Segundo o levantamento, os municípios com índices acima de 4,0, considerado de alto risco pelo Ministério da Saúde, são:
Frei Paulo – 10,1
Nossa Senhora da Glória – 7,0
Areia Branca – 5,6
Simão Dias – 5,2
Itabaiana – 4,9
Ribeirópolis – 4,8
Riachão do Dantas – 4,7
Ao todo, 48 municípios apresentaram médio risco de infestação, 19 ficaram em situação considerada satisfatória e um município não realizou o levantamento.
O LIRAa mede a presença do mosquito nas localidades pesquisadas. O índice é considerado satisfatório quando varia entre 0 e 0,9; médio risco entre 1,0 e 3,9; e alto risco acima de 4,0.
De acordo com a gerente de Endemias da SES, Sidney Sá, o levantamento auxilia os municípios na adoção de estratégias de combate ao mosquito.
“O levantamento permite identificar as áreas com maior infestação do mosquito dentro de cada município, possibilitando que os gestores municipais desenvolvam ações mais direcionadas, tanto no controle do vetor quanto na assistência à população”, afirmou.
A SES informou que fatores climáticos podem ter contribuído para o aumento da infestação em algumas cidades.

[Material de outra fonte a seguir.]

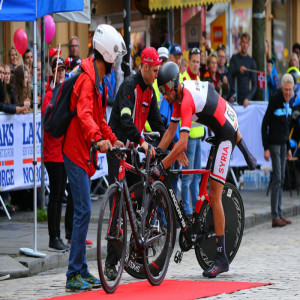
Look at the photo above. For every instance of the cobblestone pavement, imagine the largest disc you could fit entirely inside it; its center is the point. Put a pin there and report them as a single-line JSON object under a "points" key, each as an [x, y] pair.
{"points": [[266, 255]]}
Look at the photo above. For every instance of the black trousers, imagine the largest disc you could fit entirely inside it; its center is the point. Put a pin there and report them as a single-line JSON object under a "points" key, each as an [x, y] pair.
{"points": [[58, 179]]}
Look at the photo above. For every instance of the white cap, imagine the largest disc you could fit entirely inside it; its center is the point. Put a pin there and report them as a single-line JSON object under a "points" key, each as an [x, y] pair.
{"points": [[163, 52]]}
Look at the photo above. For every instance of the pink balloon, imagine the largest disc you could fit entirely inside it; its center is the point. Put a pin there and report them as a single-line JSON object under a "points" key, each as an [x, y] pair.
{"points": [[49, 29], [20, 40]]}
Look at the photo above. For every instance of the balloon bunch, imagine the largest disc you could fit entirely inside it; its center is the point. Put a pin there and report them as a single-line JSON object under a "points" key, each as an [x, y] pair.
{"points": [[20, 40], [49, 29]]}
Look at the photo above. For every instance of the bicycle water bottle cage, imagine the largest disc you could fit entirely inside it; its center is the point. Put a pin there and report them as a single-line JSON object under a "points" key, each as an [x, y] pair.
{"points": [[211, 140], [151, 136]]}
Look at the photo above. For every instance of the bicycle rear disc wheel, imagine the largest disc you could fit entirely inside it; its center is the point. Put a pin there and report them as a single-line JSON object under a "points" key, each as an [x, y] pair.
{"points": [[158, 235], [134, 261], [234, 227], [111, 239]]}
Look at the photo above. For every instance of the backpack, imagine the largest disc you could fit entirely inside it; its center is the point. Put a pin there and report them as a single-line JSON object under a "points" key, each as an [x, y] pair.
{"points": [[57, 114]]}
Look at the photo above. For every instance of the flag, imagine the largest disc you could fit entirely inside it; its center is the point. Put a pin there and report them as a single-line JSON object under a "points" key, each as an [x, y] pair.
{"points": [[20, 10], [261, 78]]}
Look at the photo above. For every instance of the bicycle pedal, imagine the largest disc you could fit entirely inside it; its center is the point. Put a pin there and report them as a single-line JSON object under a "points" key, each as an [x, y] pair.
{"points": [[178, 257]]}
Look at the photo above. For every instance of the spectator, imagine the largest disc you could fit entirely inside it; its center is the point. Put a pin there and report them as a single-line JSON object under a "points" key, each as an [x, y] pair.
{"points": [[9, 108], [10, 96], [73, 47], [296, 49], [22, 86], [53, 52], [13, 59], [183, 65], [129, 114], [28, 59], [89, 124], [163, 54], [54, 163], [222, 68], [275, 137], [213, 76], [203, 65], [294, 71], [272, 76], [190, 183], [1, 73], [294, 60], [204, 46], [240, 68]]}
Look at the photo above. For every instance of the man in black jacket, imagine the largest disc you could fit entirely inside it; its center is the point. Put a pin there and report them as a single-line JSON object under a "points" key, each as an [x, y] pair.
{"points": [[135, 103], [275, 135], [10, 108]]}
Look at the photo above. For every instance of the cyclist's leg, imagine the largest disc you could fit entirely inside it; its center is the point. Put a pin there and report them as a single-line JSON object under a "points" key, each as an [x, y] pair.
{"points": [[216, 183], [187, 179], [196, 177]]}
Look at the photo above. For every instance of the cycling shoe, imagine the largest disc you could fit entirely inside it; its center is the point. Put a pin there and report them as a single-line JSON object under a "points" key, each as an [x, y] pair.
{"points": [[217, 268], [251, 161]]}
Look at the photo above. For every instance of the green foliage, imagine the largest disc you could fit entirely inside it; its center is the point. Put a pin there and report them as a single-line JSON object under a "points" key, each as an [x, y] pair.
{"points": [[42, 215]]}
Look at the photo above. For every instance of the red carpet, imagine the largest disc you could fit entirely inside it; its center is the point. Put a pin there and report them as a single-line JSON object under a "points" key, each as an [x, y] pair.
{"points": [[168, 290]]}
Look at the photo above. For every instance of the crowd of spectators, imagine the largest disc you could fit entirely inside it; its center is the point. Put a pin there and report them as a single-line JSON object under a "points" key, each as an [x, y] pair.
{"points": [[235, 79]]}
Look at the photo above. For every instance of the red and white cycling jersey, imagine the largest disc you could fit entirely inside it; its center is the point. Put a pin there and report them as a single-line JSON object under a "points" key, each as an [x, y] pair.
{"points": [[202, 104]]}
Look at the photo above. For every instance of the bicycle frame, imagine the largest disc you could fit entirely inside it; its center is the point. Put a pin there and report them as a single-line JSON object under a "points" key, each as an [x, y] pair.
{"points": [[125, 196], [203, 194]]}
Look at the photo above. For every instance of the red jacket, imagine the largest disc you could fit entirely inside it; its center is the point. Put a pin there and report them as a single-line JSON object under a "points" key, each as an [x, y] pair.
{"points": [[52, 147], [89, 122]]}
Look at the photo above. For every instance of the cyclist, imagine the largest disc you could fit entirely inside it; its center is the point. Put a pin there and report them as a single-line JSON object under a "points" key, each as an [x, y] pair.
{"points": [[89, 99], [198, 101], [134, 104]]}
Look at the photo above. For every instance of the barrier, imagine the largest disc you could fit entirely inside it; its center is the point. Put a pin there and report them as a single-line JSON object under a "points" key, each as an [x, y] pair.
{"points": [[16, 146], [250, 120]]}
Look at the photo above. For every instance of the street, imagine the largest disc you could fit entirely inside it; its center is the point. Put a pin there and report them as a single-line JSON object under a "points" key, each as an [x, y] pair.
{"points": [[266, 255]]}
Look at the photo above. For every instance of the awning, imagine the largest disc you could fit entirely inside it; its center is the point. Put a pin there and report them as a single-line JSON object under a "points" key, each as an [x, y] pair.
{"points": [[169, 4]]}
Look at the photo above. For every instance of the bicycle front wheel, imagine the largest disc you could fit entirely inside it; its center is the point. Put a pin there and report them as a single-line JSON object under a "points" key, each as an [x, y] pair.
{"points": [[111, 239], [134, 261], [234, 227], [158, 234]]}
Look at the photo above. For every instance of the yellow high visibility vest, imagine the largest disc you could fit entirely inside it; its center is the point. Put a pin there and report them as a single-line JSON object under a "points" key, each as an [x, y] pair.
{"points": [[157, 93], [197, 130]]}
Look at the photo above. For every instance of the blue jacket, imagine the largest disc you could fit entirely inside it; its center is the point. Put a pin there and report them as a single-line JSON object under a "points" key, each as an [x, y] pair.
{"points": [[166, 111]]}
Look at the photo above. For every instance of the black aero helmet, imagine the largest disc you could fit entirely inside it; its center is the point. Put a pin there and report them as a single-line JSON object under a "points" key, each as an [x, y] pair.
{"points": [[168, 78]]}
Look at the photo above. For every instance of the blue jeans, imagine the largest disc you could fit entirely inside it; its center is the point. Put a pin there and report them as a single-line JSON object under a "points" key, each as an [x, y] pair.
{"points": [[80, 189], [278, 156], [191, 182]]}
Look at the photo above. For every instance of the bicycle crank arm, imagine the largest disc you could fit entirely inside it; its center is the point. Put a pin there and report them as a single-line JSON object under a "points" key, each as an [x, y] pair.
{"points": [[178, 257]]}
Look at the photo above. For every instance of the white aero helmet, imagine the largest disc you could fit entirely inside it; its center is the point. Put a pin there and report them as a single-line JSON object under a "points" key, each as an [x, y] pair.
{"points": [[109, 43]]}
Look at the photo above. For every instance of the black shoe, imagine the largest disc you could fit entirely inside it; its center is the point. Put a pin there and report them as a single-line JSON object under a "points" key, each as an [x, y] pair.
{"points": [[217, 268], [63, 244], [110, 272], [56, 246]]}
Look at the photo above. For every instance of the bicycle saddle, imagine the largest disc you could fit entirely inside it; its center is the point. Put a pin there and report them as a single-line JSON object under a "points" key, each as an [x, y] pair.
{"points": [[211, 140], [153, 135]]}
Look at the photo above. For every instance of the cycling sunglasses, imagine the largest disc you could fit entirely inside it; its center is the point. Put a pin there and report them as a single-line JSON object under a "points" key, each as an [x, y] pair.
{"points": [[195, 51], [167, 88]]}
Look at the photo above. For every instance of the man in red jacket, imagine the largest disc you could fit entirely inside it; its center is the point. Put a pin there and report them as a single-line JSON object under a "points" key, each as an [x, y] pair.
{"points": [[89, 98]]}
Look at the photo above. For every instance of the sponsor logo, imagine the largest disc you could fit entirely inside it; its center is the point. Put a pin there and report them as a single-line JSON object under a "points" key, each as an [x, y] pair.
{"points": [[229, 193], [223, 160], [28, 133], [7, 177], [177, 208], [6, 135]]}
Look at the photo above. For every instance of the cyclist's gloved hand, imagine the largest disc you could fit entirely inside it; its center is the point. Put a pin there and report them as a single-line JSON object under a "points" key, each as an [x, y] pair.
{"points": [[159, 151], [158, 172]]}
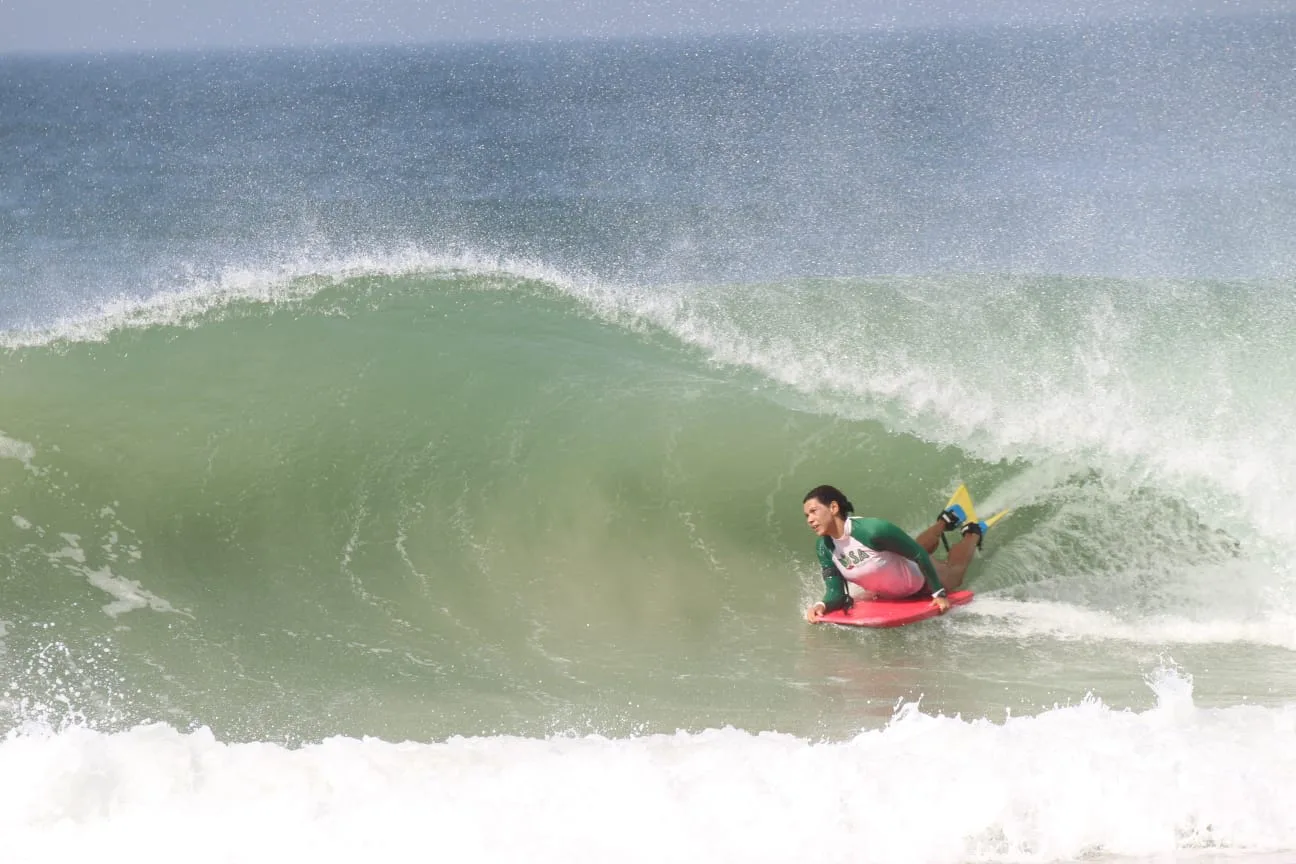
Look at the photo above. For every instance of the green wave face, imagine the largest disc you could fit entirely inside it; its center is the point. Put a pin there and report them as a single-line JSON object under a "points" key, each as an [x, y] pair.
{"points": [[450, 501]]}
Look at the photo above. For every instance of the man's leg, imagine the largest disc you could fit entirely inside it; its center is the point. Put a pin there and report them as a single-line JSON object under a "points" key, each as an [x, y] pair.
{"points": [[955, 565], [931, 538]]}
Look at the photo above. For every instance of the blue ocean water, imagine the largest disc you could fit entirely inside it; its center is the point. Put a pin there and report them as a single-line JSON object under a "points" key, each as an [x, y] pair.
{"points": [[464, 397]]}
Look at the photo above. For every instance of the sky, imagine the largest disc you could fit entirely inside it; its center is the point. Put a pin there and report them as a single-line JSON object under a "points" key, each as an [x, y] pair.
{"points": [[43, 26]]}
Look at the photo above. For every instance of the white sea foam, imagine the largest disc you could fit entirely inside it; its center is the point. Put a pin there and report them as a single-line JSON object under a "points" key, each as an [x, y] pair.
{"points": [[195, 297], [998, 617], [1073, 781], [17, 450]]}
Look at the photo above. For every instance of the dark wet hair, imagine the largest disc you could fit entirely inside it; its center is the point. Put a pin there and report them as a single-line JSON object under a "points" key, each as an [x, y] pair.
{"points": [[827, 495]]}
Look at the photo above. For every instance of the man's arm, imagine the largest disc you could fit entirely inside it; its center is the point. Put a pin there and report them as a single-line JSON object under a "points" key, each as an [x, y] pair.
{"points": [[835, 593], [885, 536]]}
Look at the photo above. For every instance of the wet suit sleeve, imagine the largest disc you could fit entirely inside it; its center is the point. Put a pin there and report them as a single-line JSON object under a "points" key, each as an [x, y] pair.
{"points": [[884, 536], [835, 595]]}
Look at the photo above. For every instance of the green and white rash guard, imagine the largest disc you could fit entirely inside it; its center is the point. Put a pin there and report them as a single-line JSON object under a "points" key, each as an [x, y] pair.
{"points": [[872, 548]]}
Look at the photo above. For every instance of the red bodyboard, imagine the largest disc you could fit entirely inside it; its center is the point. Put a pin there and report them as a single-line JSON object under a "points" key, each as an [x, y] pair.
{"points": [[891, 613]]}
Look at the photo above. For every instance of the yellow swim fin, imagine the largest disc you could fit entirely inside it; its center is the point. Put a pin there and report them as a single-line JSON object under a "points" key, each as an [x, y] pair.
{"points": [[963, 499]]}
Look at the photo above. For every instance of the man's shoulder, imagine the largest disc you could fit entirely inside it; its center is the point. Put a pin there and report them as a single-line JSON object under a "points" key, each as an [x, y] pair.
{"points": [[867, 526]]}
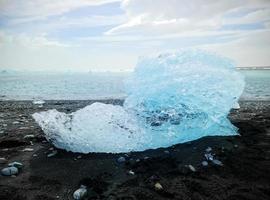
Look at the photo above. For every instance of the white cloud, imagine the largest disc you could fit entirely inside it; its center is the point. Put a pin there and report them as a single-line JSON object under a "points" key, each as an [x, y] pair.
{"points": [[43, 8], [161, 17]]}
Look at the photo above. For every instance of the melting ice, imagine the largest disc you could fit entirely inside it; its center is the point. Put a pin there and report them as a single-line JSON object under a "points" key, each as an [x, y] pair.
{"points": [[172, 98]]}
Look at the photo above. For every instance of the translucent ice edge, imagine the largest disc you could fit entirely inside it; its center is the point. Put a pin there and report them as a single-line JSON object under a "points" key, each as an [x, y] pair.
{"points": [[172, 98]]}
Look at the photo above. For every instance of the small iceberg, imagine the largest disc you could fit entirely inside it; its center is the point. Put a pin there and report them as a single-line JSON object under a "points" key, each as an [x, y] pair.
{"points": [[172, 98]]}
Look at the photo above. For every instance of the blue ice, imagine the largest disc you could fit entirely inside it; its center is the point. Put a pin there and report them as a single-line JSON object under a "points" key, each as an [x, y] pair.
{"points": [[172, 98]]}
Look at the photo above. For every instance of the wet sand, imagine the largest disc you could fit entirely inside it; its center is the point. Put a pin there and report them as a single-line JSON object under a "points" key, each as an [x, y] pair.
{"points": [[245, 173]]}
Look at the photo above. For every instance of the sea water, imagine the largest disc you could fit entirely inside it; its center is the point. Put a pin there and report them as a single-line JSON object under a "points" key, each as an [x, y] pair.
{"points": [[81, 86]]}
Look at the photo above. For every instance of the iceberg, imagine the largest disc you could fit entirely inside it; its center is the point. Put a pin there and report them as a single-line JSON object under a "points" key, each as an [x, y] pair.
{"points": [[172, 98]]}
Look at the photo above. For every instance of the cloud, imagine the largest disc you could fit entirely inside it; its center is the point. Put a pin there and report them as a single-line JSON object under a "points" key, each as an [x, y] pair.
{"points": [[33, 9], [156, 17]]}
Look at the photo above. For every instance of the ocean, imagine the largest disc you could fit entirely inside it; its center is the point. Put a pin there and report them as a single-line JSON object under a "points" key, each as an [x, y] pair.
{"points": [[85, 86]]}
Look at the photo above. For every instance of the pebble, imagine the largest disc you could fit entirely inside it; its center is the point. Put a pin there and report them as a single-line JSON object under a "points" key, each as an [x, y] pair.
{"points": [[28, 150], [192, 168], [9, 171], [52, 154], [209, 156], [204, 163], [80, 193], [121, 159], [16, 164], [208, 149], [131, 172], [217, 162], [29, 136], [3, 160], [158, 186]]}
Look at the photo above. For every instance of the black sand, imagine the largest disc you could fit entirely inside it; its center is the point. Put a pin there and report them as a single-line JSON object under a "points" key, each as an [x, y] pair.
{"points": [[245, 173]]}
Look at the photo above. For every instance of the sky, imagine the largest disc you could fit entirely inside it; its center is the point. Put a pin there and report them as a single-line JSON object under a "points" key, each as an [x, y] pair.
{"points": [[110, 35]]}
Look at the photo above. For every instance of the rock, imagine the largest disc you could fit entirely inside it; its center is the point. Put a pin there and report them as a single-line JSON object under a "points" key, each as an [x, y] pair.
{"points": [[158, 186], [16, 164], [9, 171], [209, 156], [28, 150], [3, 160], [192, 168], [52, 154], [121, 159], [217, 162], [29, 136], [208, 149], [80, 193], [204, 163]]}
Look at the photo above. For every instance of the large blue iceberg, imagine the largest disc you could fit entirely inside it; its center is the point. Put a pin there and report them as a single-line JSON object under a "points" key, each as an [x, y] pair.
{"points": [[172, 98]]}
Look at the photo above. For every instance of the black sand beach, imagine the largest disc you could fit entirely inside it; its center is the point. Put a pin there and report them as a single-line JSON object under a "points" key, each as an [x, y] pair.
{"points": [[244, 174]]}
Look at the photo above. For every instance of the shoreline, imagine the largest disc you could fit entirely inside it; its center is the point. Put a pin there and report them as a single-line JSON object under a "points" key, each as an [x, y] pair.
{"points": [[245, 173]]}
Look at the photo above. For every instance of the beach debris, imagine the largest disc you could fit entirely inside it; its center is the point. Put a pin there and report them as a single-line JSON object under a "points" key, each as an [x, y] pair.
{"points": [[209, 156], [53, 153], [16, 164], [28, 150], [9, 171], [121, 159], [167, 152], [80, 193], [30, 136], [131, 172], [192, 168], [208, 149], [204, 163], [158, 186], [217, 162], [3, 160]]}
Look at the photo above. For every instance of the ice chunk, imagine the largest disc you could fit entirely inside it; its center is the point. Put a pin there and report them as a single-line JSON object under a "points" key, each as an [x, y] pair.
{"points": [[95, 128], [172, 98]]}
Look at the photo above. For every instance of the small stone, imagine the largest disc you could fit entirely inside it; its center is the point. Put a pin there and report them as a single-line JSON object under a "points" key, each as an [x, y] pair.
{"points": [[192, 168], [16, 164], [131, 172], [52, 154], [28, 150], [208, 149], [3, 160], [80, 193], [121, 159], [217, 162], [204, 163], [158, 186], [29, 136], [9, 171]]}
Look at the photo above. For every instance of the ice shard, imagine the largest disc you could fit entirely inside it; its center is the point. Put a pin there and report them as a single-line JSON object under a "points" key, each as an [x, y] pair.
{"points": [[172, 98]]}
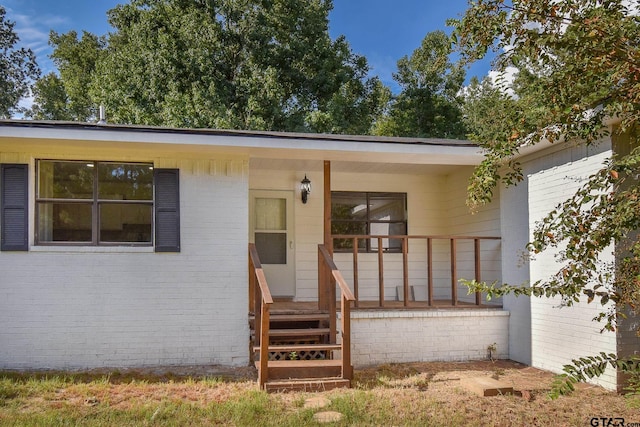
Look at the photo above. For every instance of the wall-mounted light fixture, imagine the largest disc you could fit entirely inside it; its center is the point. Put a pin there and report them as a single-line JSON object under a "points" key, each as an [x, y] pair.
{"points": [[305, 188]]}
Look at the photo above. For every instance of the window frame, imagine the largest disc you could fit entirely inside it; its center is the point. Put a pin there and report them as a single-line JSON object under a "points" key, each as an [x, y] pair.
{"points": [[368, 195], [95, 202]]}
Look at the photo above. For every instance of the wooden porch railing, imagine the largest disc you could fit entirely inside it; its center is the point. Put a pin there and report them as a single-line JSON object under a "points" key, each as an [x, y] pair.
{"points": [[260, 301], [328, 277], [381, 252]]}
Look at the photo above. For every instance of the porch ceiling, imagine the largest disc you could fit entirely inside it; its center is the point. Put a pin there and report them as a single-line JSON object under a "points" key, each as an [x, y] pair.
{"points": [[352, 166]]}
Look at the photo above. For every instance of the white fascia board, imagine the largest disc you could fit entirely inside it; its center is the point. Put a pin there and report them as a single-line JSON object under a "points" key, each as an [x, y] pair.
{"points": [[275, 146]]}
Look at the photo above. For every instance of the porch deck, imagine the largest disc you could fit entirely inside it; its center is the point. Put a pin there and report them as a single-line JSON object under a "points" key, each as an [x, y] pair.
{"points": [[288, 306]]}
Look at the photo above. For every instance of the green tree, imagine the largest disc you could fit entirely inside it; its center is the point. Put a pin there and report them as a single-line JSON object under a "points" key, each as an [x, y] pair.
{"points": [[428, 104], [18, 68], [50, 100], [579, 65], [243, 64]]}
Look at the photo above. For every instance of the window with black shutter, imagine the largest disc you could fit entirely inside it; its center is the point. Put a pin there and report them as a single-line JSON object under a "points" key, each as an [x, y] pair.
{"points": [[101, 203], [167, 182], [14, 204]]}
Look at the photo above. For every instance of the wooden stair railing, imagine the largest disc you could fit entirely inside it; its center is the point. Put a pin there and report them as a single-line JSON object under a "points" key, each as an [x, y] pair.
{"points": [[328, 277], [260, 302]]}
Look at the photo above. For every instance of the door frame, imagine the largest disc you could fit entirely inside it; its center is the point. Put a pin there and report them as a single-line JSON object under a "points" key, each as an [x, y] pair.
{"points": [[274, 274]]}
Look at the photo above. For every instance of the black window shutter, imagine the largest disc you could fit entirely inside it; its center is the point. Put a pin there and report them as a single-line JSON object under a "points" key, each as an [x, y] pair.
{"points": [[167, 210], [14, 202]]}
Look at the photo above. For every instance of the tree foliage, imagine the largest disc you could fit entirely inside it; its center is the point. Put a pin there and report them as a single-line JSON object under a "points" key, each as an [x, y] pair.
{"points": [[429, 102], [18, 68], [579, 67], [245, 64]]}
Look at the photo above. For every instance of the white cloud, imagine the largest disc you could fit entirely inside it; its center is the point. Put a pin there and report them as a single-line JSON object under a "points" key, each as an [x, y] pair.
{"points": [[504, 79], [33, 31]]}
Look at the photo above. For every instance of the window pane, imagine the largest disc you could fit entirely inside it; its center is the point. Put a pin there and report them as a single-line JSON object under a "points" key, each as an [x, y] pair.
{"points": [[347, 205], [271, 214], [65, 180], [64, 222], [387, 207], [120, 222], [342, 227], [272, 247], [125, 181]]}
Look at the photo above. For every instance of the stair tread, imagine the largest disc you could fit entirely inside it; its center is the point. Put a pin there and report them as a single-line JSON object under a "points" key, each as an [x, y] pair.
{"points": [[300, 347], [300, 331], [306, 384], [303, 363], [307, 380]]}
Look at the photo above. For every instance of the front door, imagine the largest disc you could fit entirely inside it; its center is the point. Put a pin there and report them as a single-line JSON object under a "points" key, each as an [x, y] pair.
{"points": [[271, 229]]}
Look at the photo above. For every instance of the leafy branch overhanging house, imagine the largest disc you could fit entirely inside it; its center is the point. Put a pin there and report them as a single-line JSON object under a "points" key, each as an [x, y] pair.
{"points": [[130, 246]]}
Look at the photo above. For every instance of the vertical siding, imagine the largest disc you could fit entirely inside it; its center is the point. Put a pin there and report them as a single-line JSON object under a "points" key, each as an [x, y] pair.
{"points": [[124, 307], [559, 334], [462, 222]]}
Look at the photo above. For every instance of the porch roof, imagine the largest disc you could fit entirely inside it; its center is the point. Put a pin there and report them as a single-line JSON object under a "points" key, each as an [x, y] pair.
{"points": [[260, 146]]}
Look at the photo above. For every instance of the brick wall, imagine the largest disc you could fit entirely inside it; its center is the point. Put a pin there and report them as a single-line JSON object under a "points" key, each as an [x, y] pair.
{"points": [[559, 334], [64, 308], [429, 335]]}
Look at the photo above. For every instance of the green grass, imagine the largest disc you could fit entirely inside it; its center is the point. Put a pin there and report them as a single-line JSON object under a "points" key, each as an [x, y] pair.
{"points": [[391, 395]]}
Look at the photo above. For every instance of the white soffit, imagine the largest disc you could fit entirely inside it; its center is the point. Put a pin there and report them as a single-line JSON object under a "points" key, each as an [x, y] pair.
{"points": [[259, 145]]}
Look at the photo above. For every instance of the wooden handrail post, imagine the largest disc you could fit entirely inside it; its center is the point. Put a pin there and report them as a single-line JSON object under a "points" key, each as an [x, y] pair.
{"points": [[405, 270], [262, 303], [345, 310], [380, 273], [430, 271], [263, 372], [333, 325], [476, 255], [323, 303], [454, 273], [355, 270]]}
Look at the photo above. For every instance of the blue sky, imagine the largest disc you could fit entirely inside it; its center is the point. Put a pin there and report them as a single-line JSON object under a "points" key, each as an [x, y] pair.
{"points": [[381, 30]]}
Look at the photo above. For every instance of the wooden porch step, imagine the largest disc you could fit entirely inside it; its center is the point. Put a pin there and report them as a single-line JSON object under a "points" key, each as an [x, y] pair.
{"points": [[303, 369], [298, 317], [287, 348], [306, 385], [302, 332]]}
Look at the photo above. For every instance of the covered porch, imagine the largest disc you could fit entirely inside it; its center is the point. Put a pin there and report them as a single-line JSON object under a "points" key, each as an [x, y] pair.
{"points": [[366, 291]]}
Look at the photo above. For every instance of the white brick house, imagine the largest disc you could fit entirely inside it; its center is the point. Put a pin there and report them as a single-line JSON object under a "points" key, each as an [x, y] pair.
{"points": [[126, 246]]}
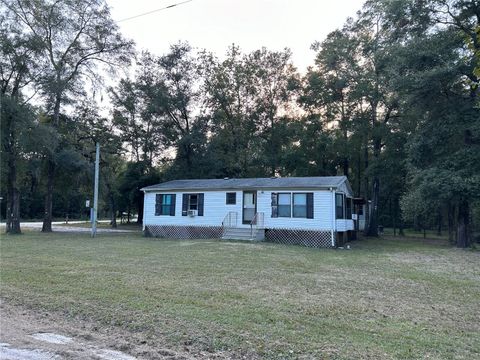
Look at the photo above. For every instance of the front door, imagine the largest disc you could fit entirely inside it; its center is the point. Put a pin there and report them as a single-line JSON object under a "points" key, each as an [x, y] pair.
{"points": [[249, 206]]}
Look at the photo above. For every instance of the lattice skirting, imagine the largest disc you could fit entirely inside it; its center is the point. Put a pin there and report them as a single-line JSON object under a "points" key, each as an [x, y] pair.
{"points": [[183, 232], [309, 238]]}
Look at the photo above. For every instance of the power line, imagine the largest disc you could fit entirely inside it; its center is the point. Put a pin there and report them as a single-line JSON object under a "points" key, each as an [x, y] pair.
{"points": [[154, 11]]}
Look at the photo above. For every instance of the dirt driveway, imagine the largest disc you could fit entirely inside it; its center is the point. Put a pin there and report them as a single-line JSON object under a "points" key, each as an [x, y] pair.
{"points": [[25, 335], [72, 226]]}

Segundo a pasta, o período chuvoso começou antes do previsto e, aliado às altas temperaturas, favoreceu a proliferação do mosquito.
Entre as principais orientações para evitar criadouros do Aedes aegypti estão eliminar recipientes que acumulam água, como pneus, vasos de plantas e reservatórios descobertos.
A secretaria também reforçou que o carro fumacê é utilizado como medida complementar no combate ao mosquito adulto, mas destacou que a população deve manter os cuidados preventivos.
Pessoas infectadas podem apresentar febre, dor de cabeça e dores no corpo. Em caso de sintomas, a recomendação é procurar uma Unidade Básica de Saúde (UBS). A SES alerta ainda para os riscos da automedicação, especialmente com medicamentos à base de ácido acetilsalicílico e anti-inflamatórios, que podem aumentar o risco de complicações em casos de dengue.